Identity will be an issue in all kinds of ways over time. For example, the role of race in college admissions is not static (and thus, with a going-into-kindergartner I have no idea where it’ll be 13 years from now). I read somewhere I can’t find (I’ve Googled, unsuccessfully, a bunch) an article that said some colleges measure race in different ways and an adopted person of color with white parents might not be considered the same way someone else’s minority status might be. There are articles that mention how Asian can be a disadvantage at some schools and some applicants choose to leave that off their college applications if they are biracial, just as some biracial people will mark black versus biracial or Caucasian. All that lies far ahead, though.

The thing about the forms right now is that my response has more to do with me than with her.

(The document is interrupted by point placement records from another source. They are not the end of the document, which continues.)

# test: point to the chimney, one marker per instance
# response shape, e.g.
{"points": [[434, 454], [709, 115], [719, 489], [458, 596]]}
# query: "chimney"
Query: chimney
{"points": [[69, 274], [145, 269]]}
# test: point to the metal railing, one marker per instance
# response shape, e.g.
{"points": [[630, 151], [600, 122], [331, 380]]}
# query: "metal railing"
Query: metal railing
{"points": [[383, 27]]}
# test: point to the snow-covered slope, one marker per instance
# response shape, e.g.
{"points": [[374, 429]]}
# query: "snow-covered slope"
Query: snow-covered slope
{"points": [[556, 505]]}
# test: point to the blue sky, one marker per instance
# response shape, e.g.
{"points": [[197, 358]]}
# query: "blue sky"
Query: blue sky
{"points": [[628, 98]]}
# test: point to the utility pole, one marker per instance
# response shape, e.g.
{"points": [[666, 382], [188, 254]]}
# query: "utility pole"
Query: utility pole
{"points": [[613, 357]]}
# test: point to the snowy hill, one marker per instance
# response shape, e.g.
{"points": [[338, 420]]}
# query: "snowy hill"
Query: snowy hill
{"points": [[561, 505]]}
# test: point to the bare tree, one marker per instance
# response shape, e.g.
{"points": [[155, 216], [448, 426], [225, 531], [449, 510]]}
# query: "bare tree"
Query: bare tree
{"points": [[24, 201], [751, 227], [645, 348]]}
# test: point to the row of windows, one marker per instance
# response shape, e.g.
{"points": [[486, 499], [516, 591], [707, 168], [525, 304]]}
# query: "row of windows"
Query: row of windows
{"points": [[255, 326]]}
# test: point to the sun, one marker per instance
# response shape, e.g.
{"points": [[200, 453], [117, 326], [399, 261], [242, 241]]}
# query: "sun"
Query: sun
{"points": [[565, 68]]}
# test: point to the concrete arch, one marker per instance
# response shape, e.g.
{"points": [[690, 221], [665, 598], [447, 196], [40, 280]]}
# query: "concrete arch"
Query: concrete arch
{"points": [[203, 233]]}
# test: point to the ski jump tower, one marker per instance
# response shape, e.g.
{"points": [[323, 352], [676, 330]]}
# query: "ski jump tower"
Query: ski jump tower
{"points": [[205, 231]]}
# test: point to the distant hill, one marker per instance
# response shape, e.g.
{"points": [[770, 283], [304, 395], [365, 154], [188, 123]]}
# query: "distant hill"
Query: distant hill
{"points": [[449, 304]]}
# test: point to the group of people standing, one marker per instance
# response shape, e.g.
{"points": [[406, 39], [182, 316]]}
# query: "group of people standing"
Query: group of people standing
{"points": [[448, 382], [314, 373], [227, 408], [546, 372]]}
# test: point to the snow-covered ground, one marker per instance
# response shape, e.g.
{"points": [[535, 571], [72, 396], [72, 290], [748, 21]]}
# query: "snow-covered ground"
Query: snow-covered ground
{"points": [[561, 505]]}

To check the minority status box—the one that put her higher on the preschool’s priority list—again speaks to our privilege, collectively, the adoptive parents’ privilege. As white people (if the adoptive parents are, as is mostly the case in our preschool) we have enough advantages—economic and social—to place ourselves into the position to adopt—and so it’s from privilege that we adopt children of color. That could complicate how you see yourself, right?

Certainly, at our preschool, where minority status does give you an advantage in terms of admission, it feels like a double-dip (at least) of privilege to receive that nudge closer to admission. Our preschool is, it turns out, quite diverse (just about 50%). Its admission policies support the diversity it enjoys. I guess that when I step back from any hint of guilt I might harbor about this I can see another truth, which is the school’s diversity is good for the school. It’s good for the children of color, sure; it’s good for the white children; it’s good for the families, too. We are not the only ones: not the only ones with a biracial child; not the only ones with children via adoption or a combination of routes how our children joined the family; we’re not even the only ones with a child in high school. So, when I check that form, what I have to remember is the simple mark is really just one line; the story is much more interesting and complex. And that’s okay.